Facile Synthesis of N-Doped Graphene-Like Carbon Nanoflakes as Efficient and Stable Electrocatalysts for the Oxygen Reduction Reaction
Corresponding Author: Jiacheng Wang
Nano-Micro Letters,
Vol. 10 No. 2 (2018), Article Number: 29
Abstract
A series of N-doped carbon materials (NCs) were synthesized by using biomass citric acid and dicyandiamide as renewable raw materials via a facile one-step pyrolysis method. The characterization of microstructural features shows that the NCs samples are composed of few-layered graphene-like nanoflakes with controlled in situ N doping, which is attributed to the confined pyrolysis of citric acid within the interlayers of the dicyandiamide-derived g-C3N4 with high nitrogen contents. Evidently, the pore volumes of the NCs increased with the increasing content of dicyandiamide in the precursor. Among these samples, the NCs nanoflakes prepared with the citric acid/dicyandiamide mass ratio of 1:6, NC-6, show the highest N content of ~6.2 at%, in which pyridinic and graphitic N groups are predominant.

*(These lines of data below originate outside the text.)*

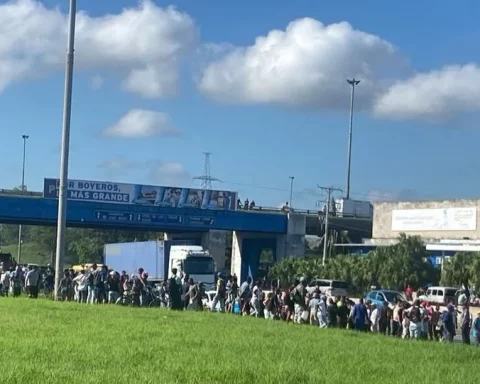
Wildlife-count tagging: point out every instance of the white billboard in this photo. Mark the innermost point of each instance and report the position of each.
(435, 219)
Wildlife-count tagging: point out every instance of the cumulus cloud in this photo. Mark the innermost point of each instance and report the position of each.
(141, 123)
(432, 95)
(156, 172)
(142, 44)
(306, 65)
(169, 173)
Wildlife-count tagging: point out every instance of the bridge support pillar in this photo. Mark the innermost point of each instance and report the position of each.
(215, 241)
(253, 254)
(236, 266)
(293, 242)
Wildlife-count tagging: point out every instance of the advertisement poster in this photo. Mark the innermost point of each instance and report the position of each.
(161, 196)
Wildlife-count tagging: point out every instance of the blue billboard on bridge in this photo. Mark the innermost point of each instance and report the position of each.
(145, 195)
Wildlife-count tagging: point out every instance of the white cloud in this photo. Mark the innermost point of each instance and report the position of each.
(305, 65)
(118, 163)
(96, 82)
(169, 173)
(152, 81)
(156, 172)
(141, 123)
(433, 95)
(402, 195)
(375, 196)
(142, 43)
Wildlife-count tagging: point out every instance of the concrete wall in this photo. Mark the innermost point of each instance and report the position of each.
(382, 219)
(292, 243)
(216, 243)
(236, 266)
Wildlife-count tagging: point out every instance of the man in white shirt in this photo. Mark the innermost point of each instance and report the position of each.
(5, 282)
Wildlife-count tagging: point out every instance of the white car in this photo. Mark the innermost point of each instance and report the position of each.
(207, 300)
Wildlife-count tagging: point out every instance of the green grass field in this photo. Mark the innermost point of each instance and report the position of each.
(48, 342)
(30, 253)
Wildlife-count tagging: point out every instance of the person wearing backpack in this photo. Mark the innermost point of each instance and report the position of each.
(220, 295)
(93, 283)
(415, 316)
(449, 324)
(476, 330)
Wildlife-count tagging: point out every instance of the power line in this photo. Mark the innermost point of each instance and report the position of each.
(206, 178)
(383, 197)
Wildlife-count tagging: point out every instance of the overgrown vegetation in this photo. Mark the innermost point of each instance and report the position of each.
(387, 267)
(73, 343)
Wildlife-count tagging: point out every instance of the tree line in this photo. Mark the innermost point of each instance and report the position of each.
(392, 267)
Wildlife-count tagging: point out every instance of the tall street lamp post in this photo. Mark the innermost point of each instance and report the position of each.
(291, 190)
(353, 83)
(67, 109)
(19, 250)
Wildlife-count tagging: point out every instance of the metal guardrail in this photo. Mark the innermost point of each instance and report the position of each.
(257, 209)
(13, 192)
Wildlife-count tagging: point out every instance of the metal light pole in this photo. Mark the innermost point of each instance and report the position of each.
(291, 190)
(67, 109)
(19, 254)
(353, 83)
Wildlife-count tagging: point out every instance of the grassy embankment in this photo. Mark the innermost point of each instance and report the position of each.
(48, 342)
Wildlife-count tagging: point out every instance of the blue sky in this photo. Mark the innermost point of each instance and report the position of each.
(154, 88)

Compared to the commercial Pt/C catalyst, the as-prepared NC-6 exhibits a small negative shift of ~66 mV at the half-wave potential, demonstrating excellent electrocatalytic activity in the oxygen reduction reaction. Moreover, NC-6 also shows better long-term stability and resistance to methanol crossover compared to Pt/C. The efficient and stable performance are attributed to the graphene-like microstructure and high content of pyridinic and graphitic doped nitrogen in the sample, which creates more active sites as well as facilitating charge transfer due to the close four-electron reaction pathway. The superior electrocatalytic activity coupled with the facile synthetic method presents a new pathway to cost-effective electrocatalysts for practical fuel cells or metal–air batteries.
Highlights:
1 N-doped carbon nanoflakes (NCs) were synthesized via facile one-pot pyrolysis of citric acid and dicyanamide.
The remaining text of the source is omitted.